Pelaksana Tugas Deputi Bidang Kemitraan dan Hubungan Media Badan Komunikasi Pemerintah (Bakom) RI, Kurnia Ramadhana, mengatakan empat sekolah tersebut dibangun di wilayah yang selama ini memiliki keterbatasan akses terhadap pendidikan unggul, yakni Belitung Timur, Timor Tengah Selatan (Nusa Tenggara Timur), Konawe Selatan (Sulawesi Tenggara), dan Bulungan (Kalimantan Utara).
Selain pembangunan infrastruktur, pemerintah juga menyiapkan berbagai aspek pendukung, termasuk rekrutmen kepala sekolah, wakil kepala sekolah, guru, dan tenaga kependidikan untuk memastikan proses belajar mengajar dapat berjalan optimal sejak tahun pertama operasional.

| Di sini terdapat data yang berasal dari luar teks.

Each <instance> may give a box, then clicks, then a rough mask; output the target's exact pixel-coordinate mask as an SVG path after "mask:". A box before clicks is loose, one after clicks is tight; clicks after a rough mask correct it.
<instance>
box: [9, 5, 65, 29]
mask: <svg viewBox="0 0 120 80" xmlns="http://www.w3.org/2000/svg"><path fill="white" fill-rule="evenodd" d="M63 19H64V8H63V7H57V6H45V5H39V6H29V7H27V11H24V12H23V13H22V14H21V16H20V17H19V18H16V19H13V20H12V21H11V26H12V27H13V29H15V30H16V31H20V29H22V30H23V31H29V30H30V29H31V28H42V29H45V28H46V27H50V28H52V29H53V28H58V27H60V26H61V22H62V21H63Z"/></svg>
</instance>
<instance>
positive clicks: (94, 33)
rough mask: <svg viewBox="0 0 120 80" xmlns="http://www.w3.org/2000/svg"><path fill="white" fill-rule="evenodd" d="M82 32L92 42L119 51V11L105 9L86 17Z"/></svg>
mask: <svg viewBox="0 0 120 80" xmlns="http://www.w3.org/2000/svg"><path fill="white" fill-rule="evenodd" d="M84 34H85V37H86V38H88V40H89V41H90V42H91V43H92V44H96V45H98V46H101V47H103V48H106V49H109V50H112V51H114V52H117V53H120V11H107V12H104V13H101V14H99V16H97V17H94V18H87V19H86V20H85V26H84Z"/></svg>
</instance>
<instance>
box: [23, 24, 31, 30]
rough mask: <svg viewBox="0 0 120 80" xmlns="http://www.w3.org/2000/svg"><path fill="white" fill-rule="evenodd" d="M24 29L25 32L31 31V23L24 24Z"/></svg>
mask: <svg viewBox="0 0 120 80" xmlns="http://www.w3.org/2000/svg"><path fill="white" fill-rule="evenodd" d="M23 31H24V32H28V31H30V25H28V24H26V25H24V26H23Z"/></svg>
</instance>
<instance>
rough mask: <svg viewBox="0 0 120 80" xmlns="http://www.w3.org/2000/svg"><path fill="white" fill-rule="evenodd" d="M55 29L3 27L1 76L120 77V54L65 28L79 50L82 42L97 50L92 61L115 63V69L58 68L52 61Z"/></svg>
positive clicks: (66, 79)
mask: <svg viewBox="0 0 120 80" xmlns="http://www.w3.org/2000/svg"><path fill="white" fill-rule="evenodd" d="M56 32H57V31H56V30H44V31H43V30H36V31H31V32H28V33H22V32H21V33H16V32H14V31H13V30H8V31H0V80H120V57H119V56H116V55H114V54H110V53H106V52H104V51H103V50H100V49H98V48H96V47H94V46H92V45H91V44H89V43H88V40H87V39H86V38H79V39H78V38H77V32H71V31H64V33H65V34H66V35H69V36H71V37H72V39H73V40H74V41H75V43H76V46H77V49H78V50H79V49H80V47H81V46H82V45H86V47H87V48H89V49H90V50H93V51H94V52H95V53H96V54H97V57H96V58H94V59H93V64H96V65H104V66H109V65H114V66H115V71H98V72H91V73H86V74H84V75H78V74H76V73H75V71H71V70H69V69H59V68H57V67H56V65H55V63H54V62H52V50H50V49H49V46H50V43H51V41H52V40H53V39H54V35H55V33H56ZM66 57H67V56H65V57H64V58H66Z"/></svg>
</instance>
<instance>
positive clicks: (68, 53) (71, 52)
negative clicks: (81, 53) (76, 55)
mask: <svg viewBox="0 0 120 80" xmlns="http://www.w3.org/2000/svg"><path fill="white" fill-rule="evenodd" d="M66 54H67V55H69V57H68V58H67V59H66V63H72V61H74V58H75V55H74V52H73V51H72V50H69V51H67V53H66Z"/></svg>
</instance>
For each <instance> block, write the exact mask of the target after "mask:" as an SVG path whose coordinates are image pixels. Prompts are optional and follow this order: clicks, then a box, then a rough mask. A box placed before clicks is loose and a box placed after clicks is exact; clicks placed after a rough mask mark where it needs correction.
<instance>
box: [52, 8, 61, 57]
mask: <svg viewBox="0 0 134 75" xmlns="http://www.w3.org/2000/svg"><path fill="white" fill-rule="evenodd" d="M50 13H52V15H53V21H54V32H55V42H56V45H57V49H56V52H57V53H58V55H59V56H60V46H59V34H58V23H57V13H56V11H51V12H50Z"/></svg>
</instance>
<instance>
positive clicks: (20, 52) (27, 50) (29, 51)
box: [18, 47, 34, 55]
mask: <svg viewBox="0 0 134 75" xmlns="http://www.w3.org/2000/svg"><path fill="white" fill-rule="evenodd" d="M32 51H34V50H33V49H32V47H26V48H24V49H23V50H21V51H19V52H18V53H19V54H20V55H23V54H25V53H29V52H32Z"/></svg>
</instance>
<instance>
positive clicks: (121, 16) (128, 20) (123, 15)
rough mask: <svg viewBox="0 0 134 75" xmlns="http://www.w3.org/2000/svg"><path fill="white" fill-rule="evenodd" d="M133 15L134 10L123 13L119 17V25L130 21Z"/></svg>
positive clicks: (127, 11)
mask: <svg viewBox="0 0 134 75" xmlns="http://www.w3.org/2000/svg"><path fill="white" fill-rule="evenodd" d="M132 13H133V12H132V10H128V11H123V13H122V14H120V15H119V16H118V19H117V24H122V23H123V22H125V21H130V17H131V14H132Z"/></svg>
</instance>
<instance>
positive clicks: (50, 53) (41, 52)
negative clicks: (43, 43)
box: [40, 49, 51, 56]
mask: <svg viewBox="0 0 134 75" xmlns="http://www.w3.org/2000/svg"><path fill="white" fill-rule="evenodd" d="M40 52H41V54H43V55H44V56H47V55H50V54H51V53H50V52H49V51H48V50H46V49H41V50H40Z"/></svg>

“Saat ini, pemerintah tengah membangun empat Sekolah Unggul Garuda Baru yang berlokasi di wilayah yang selama ini minim akses pendidikan unggul. Hingga 21 Juni 2026, progres pembangunan seluruh lokasi menunjukkan perkembangan yang sangat baik dan seluruhnya berada di atas target yang telah ditetapkan,” ujar Kurnia.
Proses penerimaan peserta didik baru telah dibuka sejak 5 Februari 2026. Dalam seleksi, pemerintah menggunakan tiga komponen penilaian utama, yakni prestasi akademik dengan bobot 50 persen, latar belakang ekonomi sebesar 30 persen, serta asal geografis sebesar 20 persen.
Skema tersebut dirancang untuk menghadirkan pendidikan berkualitas yang tidak hanya berorientasi pada prestasi akademik, tetapi juga memberikan kesempatan yang lebih luas bagi siswa dari berbagai daerah dan latar belakang sosial ekonomi.
Dari total 3.935 peserta yang mengikuti seleksi tahap pertama, sebanyak 307 siswa berhasil lolos dan akan menjadi angkatan perdana
SMA Unggul Garuda Baru tahun ajaran 2026/2027.
“Jika dilihat dari progres pembangunan fisik serta rekrutmen kepala sekolah, wakil kepala sekolah, hingga Juni ini, keempat SMA Garuda Unggul Baru akan siap menyelenggarakan kegiatan belajar mengajar pada tahun ajaran 2026-2027. Akhirnya, 307 siswa terbaik dinyatakan lolos sebagai peserta didik Angkatan Pertama Sekolah Unggul Garuda Baru tahun ajaran 2026-2027,” kata Kurnia.
Pemerintah berharap kehadiran
SMA Unggul Garuda Baru dapat memperluas akses pendidikan berkualitas di berbagai daerah, sekaligus mencetak sumber daya manusia unggul yang mampu bersaing di tingkat nasional maupun global.